Disagreements over the teleology and mechanics of HF are minimal at present (but see Billman[176]), especially compared with disagreements over the nature of LF and the ratio between the bands LF/HF.[105, 177, 178] For instance, LF is variously reported as a measure of ‘sympathetic activation', a component of activity in ‘sympathovagal balance' or a measure of sympathetic nervous system activity instead of activity of the baroreflex in response to vasomotor tone.[105, 179] Subsequently, the Task Force paper[7] requests reporting and analysis of raw LF and HF powers in addition to additional interpretation of those bands. Likewise, the parameters of those bands and their putative interpretation should be declared. These bands should also always be reported in standard format (that is, as LF and HF power in ms2/Hz) before further calculation. Finally, it is important to not overextrapolate short-term experimental recordings against established 24-h HRV findings.
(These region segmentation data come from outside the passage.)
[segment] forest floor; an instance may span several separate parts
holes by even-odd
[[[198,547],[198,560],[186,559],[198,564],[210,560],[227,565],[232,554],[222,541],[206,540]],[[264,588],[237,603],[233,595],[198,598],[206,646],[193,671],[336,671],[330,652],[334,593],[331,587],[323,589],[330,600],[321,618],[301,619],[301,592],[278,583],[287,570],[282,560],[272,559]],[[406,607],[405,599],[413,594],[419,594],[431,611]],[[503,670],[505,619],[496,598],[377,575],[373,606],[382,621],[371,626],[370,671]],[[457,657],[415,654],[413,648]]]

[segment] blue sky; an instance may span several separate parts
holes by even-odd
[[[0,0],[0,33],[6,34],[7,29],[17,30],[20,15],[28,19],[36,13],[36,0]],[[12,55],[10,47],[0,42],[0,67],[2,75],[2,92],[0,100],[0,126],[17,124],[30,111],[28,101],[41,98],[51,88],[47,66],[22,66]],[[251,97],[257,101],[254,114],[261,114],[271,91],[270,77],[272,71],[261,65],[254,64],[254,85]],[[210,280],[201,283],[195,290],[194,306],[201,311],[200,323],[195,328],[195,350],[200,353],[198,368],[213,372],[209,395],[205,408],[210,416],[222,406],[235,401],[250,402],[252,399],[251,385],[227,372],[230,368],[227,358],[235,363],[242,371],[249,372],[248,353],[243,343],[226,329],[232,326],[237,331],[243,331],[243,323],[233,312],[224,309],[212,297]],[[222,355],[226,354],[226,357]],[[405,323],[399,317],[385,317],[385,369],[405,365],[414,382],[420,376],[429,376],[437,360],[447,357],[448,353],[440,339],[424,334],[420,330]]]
Additional considerations for reporting HRV studies

Data and analysis script archiving

Development of new signal analytic techniques, confirmation of existing findings and meta-analyses rely on access not just to both existing results and the raw data from those results. Instead of relying on effect size comparison between studies with different methodologies for meta-analysis, pooling individual data points using mega-analysis would help adjust for within-subject differences in methodology.[180] Mega-analyses have already been applied to other areas of biobehavioral research.[181, 182, 183] The largest HRV meta-analysis in psychiatry to date, which included 170 studies, suggested that only 20–25% of observed heterogeneity was because of sampling error.[14] This indicates that other factors, such as HRV calculation methodology, are contributing to heterogeneity in effect sizes. Moreover, mega-analyses can determine the degree to which differences in methodology contribute to heterogeneity compared with other heterogeneity sources.[184] However, given the complexities surrounding data sharing,[185] such as the precarious balance between openness and privacy, we feel that this cannot be included as a strict recommendation to publication. Nevertheless, the increasing movement from many publishers toward open-access sharing of data as an essential publishing requirement may mean that many of these heterogeneity issues could be addressed in future analyses of pooled individual data. Finally, the availability of the precise details of statistical analysis (that is, analysis scripts) may also improve reproducibility of research, as it offers the reader and reviewers the opportunity to closely examine how results were generated.

Conclusion

The discipline of ‘meta-research' is a relatively recent proposal to accelerate the translation of scientific research by improving research methods, reporting, reproducibility and evaluation.[42] HRV research in psychiatry tends to under-report important methodological details required for critical evaluation. For this reason, we have designed guidelines that consider important details related to this research to streamline reporting. These are not additional requirements for analysis, rather are criteria by which decisions that are made in every paper by necessity. The requested information already exists, in every paper, regardless of whether or not it represents a conscious decision by the author or has been omitted for the sake of brevity in the publishing process. We have summarized these guidelines in a 13-item checklist (Table 1 and Supplementary Table 1) and expect that adherence to these guidelines will improve reproducibility, expand the ability to perform meta-analyses, improve critical evaluation and expedite the peer-review process. Moreover, these guidelines will enhance the clarity of HRV research in psychiatry. Consideration of these guidelines at early stages of project planning will also aid study design. We make no attempt to recommend how HRV studies in psychiatry ought to be conducted because of sheer impracticality. The central question when assessing a methods section is to determine how the study reached its conclusions; therefore, the singular purpose of these guidelines is to facilitate the clear communication of research findings to accelerate the translation of psychiatric research.